Wet or washed processing:Special equipment and large quantities of water are needed to execute this processing method, which gradually strips away the layers of soft fruit that surround the hard coffee beans. The beans are then dried in the sun or machine dried in large tumblers. This processing method, used in major Latin American coffee-growing countries (except Brazil), produces more consistent, cleaner, and brighter flavored coffees than the dry method.

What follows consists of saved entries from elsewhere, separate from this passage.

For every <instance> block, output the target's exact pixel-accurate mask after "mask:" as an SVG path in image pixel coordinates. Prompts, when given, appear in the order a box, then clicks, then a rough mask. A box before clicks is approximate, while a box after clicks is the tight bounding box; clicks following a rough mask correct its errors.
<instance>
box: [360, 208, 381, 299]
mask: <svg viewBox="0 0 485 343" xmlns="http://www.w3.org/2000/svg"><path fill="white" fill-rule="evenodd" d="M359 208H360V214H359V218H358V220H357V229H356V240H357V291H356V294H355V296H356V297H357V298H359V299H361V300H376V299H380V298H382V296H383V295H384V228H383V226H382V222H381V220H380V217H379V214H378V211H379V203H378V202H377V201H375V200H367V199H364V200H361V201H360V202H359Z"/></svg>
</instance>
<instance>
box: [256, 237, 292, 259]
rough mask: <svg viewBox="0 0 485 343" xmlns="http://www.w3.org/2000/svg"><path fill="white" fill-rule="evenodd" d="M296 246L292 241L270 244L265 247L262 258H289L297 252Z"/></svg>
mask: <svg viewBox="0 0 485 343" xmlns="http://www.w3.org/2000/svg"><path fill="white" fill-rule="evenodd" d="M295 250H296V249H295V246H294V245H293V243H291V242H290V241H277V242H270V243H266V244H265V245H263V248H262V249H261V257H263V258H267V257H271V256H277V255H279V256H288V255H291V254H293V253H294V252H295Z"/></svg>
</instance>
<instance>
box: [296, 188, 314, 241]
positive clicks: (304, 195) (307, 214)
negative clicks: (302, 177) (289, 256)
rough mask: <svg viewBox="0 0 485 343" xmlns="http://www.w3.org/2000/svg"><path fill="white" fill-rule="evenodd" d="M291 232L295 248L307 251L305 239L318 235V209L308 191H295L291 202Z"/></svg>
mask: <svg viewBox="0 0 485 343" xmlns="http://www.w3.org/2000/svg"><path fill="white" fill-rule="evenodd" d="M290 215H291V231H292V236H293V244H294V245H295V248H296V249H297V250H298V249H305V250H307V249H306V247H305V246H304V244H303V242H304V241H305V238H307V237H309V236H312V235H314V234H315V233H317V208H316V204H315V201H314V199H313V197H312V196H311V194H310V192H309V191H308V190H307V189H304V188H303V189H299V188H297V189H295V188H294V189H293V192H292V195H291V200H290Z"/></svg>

Semidry or pulped processing:This method is a kind of combo of both. Water is used to remove the skin of the fruit but not the pulp (or flesh), which is left on and allowed to dry on the bean. After it is dried, the pulp is removed by machine. This method, which is used in Brazil and (a variation of it) in Indonesia, produces coffee that has the fruity and floral notes of dry processing with the clarity of wet processing.
Home roasting:After green coffee is fully processed, it is ready for roasting. Until the early twentieth century, coffee was primarily roasted in the home, over fires or on stoves, using pans or a hand-turned drum appliance. In the eighteenth, nineteenth, and early twentieth centuries, stores and cafés also used small “shop roasters” (also called micro-roasters) to roast fresh coffee for their customers.
As the twentieth century progressed, however, coffee roasting became a major commercial endeavor. Preground, packaged coffee roasted in factories overwhelmed the market. Home roasting disappeared along with most small shop roasters until late in the twentieth century when coffee drinkers rediscovered the superior quality of freshly roasted coffee. Now the United States and other industrialized countries are enjoying a Renaissance of “small batch” or “boutique” roasting.
These days, a variety of small appliances are available that allow you to roast your own green coffee at home. To learn more, visit the Sweet Maria Web site, which sells home roasting equipment, green beans, and includes information for the home roasting enthusiast: www.sweetmarias.com. Kenneth Davids’s excellent book Home Coffee Roasting is another great resource.